By: Peter Cohen
Indonesia has become steadily more Islamic since Suharto’s second term, notwithstanding the pseudo-secular Megawati (who actually aligned the PDI-P with the PPP and other Islamic parties to bolster support against Golkar, going against her own supposedly secular beliefs) and the truly moderate but technocratically inept Abdurahman Wahid (Gus Dur) who unsuccessfully advocated for Islamic moderation and religious tolerance. Today, under President and ex-General Yudhoyono, Indonesia is facing similar issues as neighbouring Malaysia. Ten years ago, conversion in both directions took place, even if not officially sanctioned.
(Church in Central Jakarta)
Indonesia, until fair recently, took (to borrow a metaphor) a “Don’t ask..don’t tell..” policy on Hudud (apostasy or the unsanctioned conversion of a Muslim to Christianity which is subject to Syraiah/Islamic jurisprudence). The Islamic parties, while polling in low number nationally, have stronger influence in Parliament. The Pesantren movement and various self-appointed Islamic leaders and activists are growing in strength.
Meanwhile, moderate Nadhlatul Ulama (NU), once led by Gus Dur, is losing members and influence, and more conservative Muhamaddiya has supplanted NU. Muhamaddiya claims not to be political, but its social, economic and educational activities have re-awakened Islam in formerly nominal Javanese adherents. There is increasing intolerance against Christians in Java (both Javanese and Chinese-Indonesian) and religious clashes in Maluku and Sulawesi. Then, of course, we have the bombings in Jakarta, Bali and Aceh, led by JI (Jema’ah Islamiyah) founder Abu Bakar Baasyir, and implemented by both Malaysian and Indonesian terrorists.
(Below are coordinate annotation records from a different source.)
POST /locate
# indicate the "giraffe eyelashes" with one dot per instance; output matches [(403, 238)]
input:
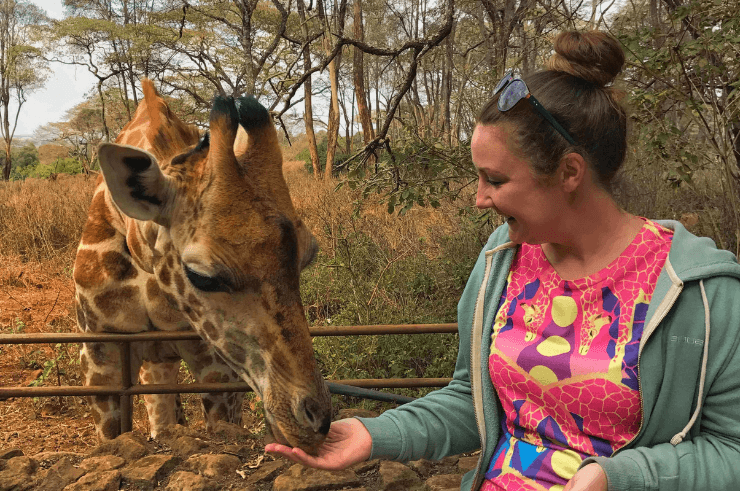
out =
[(206, 283)]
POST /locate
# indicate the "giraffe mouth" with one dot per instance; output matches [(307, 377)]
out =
[(273, 434)]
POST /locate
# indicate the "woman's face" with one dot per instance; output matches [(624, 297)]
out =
[(507, 184)]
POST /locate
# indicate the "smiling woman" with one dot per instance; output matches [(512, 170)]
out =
[(567, 377)]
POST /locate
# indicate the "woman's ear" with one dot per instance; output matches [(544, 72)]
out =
[(572, 171)]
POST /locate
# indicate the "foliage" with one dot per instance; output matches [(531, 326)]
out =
[(683, 85), (321, 145), (362, 281), (24, 159), (68, 165), (416, 173)]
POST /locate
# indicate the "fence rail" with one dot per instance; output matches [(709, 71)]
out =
[(127, 389)]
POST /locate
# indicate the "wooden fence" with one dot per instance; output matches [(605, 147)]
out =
[(354, 387)]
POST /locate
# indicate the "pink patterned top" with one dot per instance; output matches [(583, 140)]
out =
[(564, 362)]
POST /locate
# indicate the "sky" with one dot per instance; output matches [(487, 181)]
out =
[(65, 88)]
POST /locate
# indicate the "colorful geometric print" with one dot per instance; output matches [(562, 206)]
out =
[(564, 362)]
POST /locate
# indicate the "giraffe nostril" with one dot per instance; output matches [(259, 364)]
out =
[(316, 415)]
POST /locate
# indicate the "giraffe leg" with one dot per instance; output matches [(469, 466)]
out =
[(208, 367), (160, 365), (100, 364)]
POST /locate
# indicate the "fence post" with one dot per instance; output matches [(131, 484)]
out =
[(125, 400)]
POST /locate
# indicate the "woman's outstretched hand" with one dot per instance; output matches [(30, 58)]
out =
[(348, 442), (590, 478)]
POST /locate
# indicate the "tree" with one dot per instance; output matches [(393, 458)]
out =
[(21, 68), (308, 105), (358, 76)]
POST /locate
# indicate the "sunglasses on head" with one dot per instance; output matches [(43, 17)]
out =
[(514, 90)]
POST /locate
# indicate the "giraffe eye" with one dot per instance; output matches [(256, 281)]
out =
[(205, 283)]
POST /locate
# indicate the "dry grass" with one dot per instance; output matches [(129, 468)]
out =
[(332, 213), (42, 220)]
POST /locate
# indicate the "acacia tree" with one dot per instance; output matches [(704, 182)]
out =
[(21, 68)]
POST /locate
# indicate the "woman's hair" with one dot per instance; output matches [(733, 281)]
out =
[(576, 89)]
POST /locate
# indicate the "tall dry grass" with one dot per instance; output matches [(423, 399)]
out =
[(41, 220)]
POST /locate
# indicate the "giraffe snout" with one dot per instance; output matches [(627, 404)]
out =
[(316, 414)]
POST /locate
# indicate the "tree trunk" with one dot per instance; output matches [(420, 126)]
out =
[(333, 124), (332, 130), (447, 90), (363, 113), (8, 141), (308, 106)]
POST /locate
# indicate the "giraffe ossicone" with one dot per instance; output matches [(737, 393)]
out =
[(189, 232)]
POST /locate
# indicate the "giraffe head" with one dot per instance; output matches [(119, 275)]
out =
[(227, 249)]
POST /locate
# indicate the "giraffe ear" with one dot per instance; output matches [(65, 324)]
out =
[(136, 183)]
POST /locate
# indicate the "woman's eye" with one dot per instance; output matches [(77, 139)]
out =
[(205, 283)]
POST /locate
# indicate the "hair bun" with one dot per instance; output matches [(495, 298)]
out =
[(594, 56)]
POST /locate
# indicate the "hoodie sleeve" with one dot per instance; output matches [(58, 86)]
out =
[(443, 422), (710, 458)]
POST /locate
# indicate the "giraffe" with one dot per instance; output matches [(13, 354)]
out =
[(199, 233)]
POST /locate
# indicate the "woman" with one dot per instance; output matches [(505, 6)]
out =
[(586, 361)]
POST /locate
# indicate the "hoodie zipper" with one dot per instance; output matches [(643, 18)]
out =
[(475, 370), (663, 310)]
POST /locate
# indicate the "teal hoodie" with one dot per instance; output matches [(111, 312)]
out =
[(688, 369)]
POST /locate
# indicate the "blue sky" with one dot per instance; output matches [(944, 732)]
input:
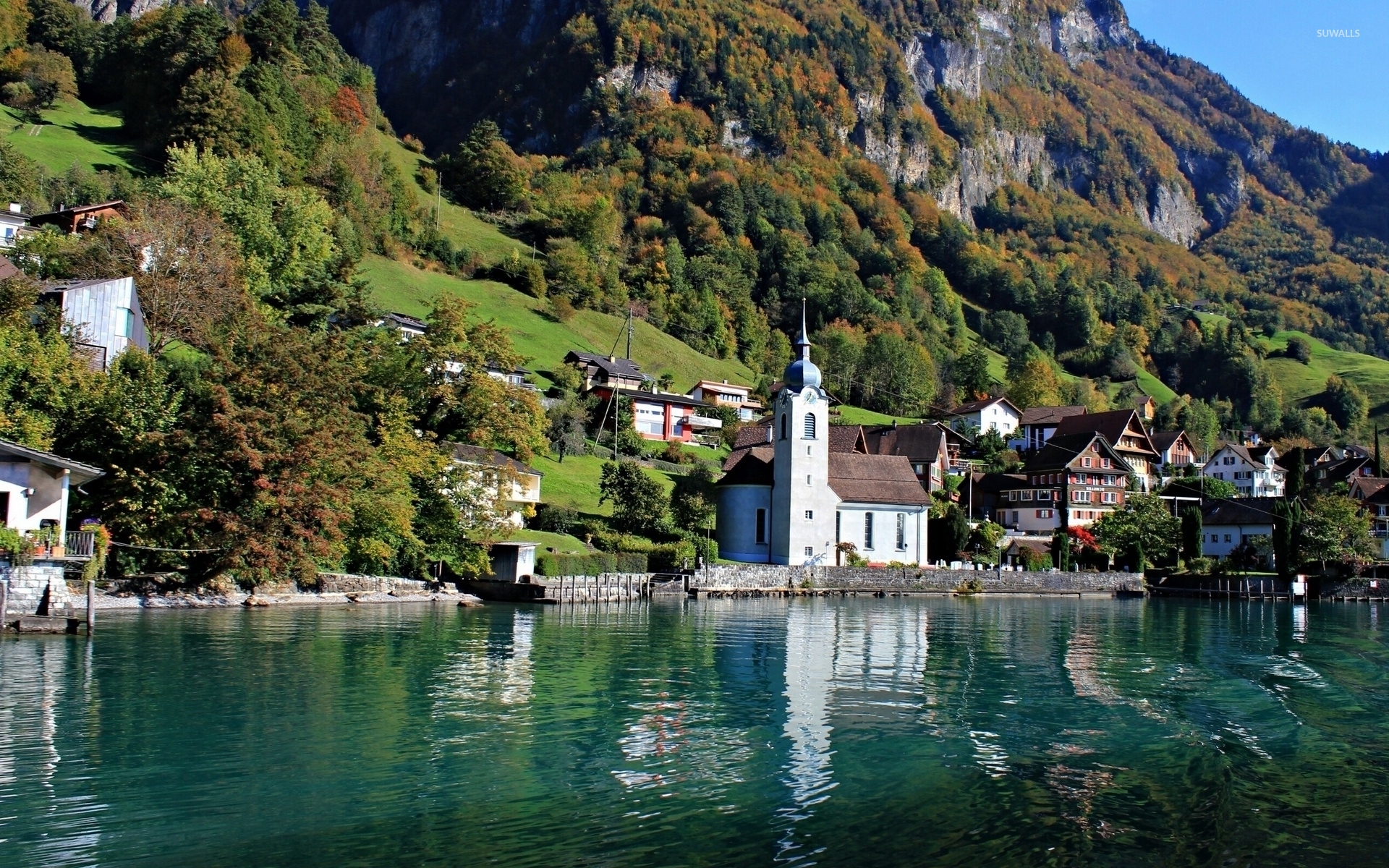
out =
[(1271, 52)]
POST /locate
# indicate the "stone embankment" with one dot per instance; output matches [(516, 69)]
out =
[(763, 578)]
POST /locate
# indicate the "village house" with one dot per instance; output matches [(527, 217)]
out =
[(931, 448), (80, 218), (1252, 469), (789, 498), (104, 315), (1038, 424), (1325, 475), (13, 224), (409, 327), (1124, 431), (1073, 481), (729, 395), (35, 485), (1174, 454), (608, 371), (1372, 495), (1233, 524), (990, 414), (519, 484)]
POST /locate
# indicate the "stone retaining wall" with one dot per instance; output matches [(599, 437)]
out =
[(608, 588), (350, 584), (764, 576), (28, 587)]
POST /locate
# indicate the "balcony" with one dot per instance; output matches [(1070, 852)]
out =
[(703, 422), (80, 545)]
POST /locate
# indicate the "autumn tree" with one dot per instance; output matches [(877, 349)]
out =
[(187, 271)]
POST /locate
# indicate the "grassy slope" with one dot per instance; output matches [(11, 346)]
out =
[(72, 134), (1301, 382), (575, 484), (460, 226), (406, 289)]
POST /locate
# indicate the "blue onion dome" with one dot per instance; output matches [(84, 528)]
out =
[(802, 373)]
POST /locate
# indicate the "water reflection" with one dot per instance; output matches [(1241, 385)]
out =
[(830, 732)]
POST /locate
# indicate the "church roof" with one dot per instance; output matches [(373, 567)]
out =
[(886, 480)]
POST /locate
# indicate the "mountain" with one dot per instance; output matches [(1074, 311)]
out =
[(898, 166)]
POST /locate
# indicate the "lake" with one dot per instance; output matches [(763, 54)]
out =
[(930, 731)]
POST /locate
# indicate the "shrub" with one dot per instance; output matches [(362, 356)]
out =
[(555, 520)]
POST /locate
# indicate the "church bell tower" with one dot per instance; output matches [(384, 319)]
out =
[(803, 504)]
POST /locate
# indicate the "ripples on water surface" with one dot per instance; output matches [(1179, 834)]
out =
[(831, 732)]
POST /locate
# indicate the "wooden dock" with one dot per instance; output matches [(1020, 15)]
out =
[(69, 621)]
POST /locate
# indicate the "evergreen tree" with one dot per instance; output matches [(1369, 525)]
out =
[(1192, 534)]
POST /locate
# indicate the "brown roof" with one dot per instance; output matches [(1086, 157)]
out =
[(978, 406), (749, 467), (920, 442), (846, 439), (888, 480), (1372, 489), (1163, 439), (752, 435), (1049, 416), (1063, 449), (1111, 425), (477, 454)]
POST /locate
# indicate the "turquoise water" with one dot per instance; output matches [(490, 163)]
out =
[(830, 732)]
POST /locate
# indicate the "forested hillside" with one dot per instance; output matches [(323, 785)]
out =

Churches have been attacked and bombed in Java and Sulawesi. Minority Islamic sects, like the Shi’ites and the Ahmadiyya, have been attacked and some killed. Yet, the NGOs, multicultural activists, and generally liberal-leaning academics have also increased in number and influence. Indonesia is now having the discussions that Malaysia has been having for several years: Can non-Muslim use the word “Allah” ? Can Muslims of their own free will convert to other religions ? Is Indonesia truly a tolerant nation ? On the first two questions, Malaysia (or the Malaysian government I should say) has concluded “No”.
Today, there is an internal debate in Indonesia on all three questions. My guess is that the Indonesian Parliament will formally pass a bill mandating that Syariah courts prosecute Hudud and the use of Allah by non-Muslims. On the third question, regarding Indonesia’s religious tolerance, I would answer by saying there is an increasing divergence between educated, Westernized Indonesian Muslims (mostly urban, young and cosmopolitan) who are relatively tolerant, kampung-educated village dwellers who were formally tolerant but are now increasing susceptible to Islamic extremism, and Islamic leaders and politicians vying for power and influence, who will often use Islam (common in Malaysia, where knowledge of the Quran and Arabic is cache for strict Muslim Malays) to gain popular support among the majority of Indonesians who dwell outside cosmopolitan Jakarta.